Can one be too young to write good fiction?
Here’s a question a reader sent to me recently:
I’m a amateur writer, only new to it for about three years now. I know, it’s cliche that a teenager should even both[er] writing until they have some life experience under the belt, but I just to happen to have that, well, some of that […] I’ve been told over and over again how young people shouldn’t write, due to limited life experience. What is your opinion on the matter?
There are two ways to take this question:
- Should teenagers bother writing fiction?
- Should teenagers try to get their fiction published?
My first thought upon reading this question was that this reader has misinterpreted the advice he or she has been given. Most likely, the writers or teachers giving the advice didn’t mean teenagers shouldn’t write, but that teenagers don’t usually have enough life experience to write fiction that is publishable and saleable.
In most cases, teenagers—even the ones who’ve lived through some hard knocks—are still on the beginning end of building their life experience.
I think this reader has misinterpreted the advice to mean he or she shouldn’t write, when what was probably meant was “don’t be disappointed if you don’t see the fruits of your labour until you reach adulthood–or perhaps even middle age.”
The New Yorker published a list called 20 Under 40, which features up-and-coming writers under the age of 40. Yes, in this business, 40 is still considered relatively young to be a successful writer.
Still, there are young people who have been published in novel-length fiction; Alexandra Adornetto published her novel The Shadow Thief at age 14, for example.
But, consider that Adornetto’s book is a children’s fantasy, so she was free to create a world of her own, and she was writing for an audience the same age as herself, or younger.
Now, would I want to read a contemporary adult romance written by a 14-year-old? Probably not.
Getting Published is Difficult
If the underlying question is really, “Should teenagers try to get their fiction published?” then let’s forget about novels for a minute and start with publishing a short story.
When I was in high school, my creative writing teacher told us it was extremely difficult to get published, even in short fiction. We all thought she was trying to discourage us from writing, but now I see she was just being honest.

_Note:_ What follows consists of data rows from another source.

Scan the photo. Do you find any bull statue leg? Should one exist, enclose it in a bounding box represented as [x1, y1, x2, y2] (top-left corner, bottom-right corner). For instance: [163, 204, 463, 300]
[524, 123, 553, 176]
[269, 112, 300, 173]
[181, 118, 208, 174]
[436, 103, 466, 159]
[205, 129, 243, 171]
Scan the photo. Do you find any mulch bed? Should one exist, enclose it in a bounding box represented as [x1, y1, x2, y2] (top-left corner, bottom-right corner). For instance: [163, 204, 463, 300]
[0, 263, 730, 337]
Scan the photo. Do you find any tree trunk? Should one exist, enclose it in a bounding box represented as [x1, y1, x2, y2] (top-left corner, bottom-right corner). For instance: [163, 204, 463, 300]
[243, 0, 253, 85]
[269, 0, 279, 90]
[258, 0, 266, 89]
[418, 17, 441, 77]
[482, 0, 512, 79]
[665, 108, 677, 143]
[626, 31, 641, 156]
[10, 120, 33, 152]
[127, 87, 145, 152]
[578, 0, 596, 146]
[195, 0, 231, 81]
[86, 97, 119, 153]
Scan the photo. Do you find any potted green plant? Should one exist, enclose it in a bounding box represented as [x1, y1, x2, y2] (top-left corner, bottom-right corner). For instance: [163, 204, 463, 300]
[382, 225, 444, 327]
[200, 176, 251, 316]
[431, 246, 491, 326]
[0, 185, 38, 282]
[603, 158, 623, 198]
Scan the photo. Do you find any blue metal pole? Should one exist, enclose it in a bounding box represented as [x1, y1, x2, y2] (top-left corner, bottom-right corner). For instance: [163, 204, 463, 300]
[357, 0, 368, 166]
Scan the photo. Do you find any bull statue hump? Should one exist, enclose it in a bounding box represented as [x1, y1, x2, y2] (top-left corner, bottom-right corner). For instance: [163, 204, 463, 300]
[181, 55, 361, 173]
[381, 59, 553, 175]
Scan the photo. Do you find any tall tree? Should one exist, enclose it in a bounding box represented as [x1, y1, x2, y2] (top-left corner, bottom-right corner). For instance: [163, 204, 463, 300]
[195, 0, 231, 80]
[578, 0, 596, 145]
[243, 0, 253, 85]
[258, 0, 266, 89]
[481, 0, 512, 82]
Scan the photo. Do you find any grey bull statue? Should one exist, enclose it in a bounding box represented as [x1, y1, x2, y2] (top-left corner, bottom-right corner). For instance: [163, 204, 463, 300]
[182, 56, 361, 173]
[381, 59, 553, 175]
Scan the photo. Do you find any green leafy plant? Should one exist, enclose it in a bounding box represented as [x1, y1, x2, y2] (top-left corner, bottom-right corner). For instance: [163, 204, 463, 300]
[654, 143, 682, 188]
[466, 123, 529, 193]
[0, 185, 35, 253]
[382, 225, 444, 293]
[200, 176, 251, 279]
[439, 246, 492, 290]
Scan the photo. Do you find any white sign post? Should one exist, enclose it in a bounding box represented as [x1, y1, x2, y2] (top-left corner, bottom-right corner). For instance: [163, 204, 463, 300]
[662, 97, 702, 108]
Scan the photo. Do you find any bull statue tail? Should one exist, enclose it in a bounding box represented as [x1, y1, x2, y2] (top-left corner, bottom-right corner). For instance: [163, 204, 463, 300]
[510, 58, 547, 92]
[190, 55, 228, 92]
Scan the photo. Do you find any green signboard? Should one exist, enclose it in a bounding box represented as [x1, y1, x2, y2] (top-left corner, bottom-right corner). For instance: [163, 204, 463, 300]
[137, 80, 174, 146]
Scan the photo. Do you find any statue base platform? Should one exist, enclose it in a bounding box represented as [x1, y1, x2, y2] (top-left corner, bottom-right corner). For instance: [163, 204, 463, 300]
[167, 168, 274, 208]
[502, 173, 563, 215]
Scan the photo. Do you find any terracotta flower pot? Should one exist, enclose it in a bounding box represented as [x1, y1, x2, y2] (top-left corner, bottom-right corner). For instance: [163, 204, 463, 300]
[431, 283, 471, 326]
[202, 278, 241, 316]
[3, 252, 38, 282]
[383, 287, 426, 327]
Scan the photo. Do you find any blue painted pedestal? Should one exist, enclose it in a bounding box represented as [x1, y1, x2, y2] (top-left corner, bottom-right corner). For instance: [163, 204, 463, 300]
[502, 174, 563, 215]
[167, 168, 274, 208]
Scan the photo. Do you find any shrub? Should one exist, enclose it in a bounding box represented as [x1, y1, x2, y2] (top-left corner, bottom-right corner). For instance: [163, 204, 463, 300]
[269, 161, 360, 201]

Remember, too, that most literary magazines take anywhere from 3-9 months or more to respond, and while some now accept simultaneous submissions (where you send your story to a number of different magazines at once), the majority still discourage them.
So, we’re not talking about firing off a hundred form cover letters with your story and just waiting until one of them accepts you. The process is slow and arduous.
To become a published writer takes dedication to keep submitting, even in the face of rejection. And, as many published writers can tell you, there’s little fortune or fame to be had, even after you reach your writing goals.
Tips for Teenage Writers
There is no time limit for getting published. People can get published until they day they keel over of old age. Some even get published posthumously.
With that in mind, consider that your vocabulary and use of grammar naturally grow and become more refined as you get older. You see things from a more mature perspective as you get older. And, very few people become excellent writers overnight, so expect the process to take many years.
Teen writers should view their youth as a time to lay the groundwork for later writing endeavours.
If you’re a young person with a passion for writing, then of course you should write. You should write like crazy! Here are some tips to get you started:
- Write something every day
- Read every book you can get your hands on
- Carry a journal with you everywhere
- Take courses—either through your high school, community college, or online—that will help you refine your craft
- Start a blog to showcase your writing skills
- Attend local poetry readings and book signings
- Find a critique partner and swap work with them
- Subscribe to articles from helpful writing blogs
- Submit your work to magazines that are specially geared toward young writers
- Join (or start) a writing club at your school
- Volunteer to write/edit for the school newsletter or magazine
- Remember that even most writers have day jobs, so make sure you study the right subjects to help you establish a career
I certainly hope that nobody would discourage young people from putting pen to paper, but sometimes we adults think we’re giving kids a reality check, and it ends up coming across in a discouraging manner.
Teenagers shouldn’t be expected to write the same things adults write. It’s apples to oranges—they can’t compare. A 5-year-old can write a great story. A 15-year-old can write a great story. You wouldn’t expect a 5-year-old to write a story that compares to a 15-year-old’s, would you? They might be equally good, but good in different ways.
So, my answer to this reader’s question is that nobody is too young to write, or even to write well, but what constitutes ‘writing well’ depends on the age of the writer.
In terms of getting published, the fruits of your labour may not pay off immediately, but that doesn’t mean you should quit. Anyone who has a passion for the written word should seek to know more about the craft and practice often.
Who knows? Maybe all that practice will pay off sooner than you think.
What’s your opinion on teenagers writing? What advice do you have to give to the younger generation?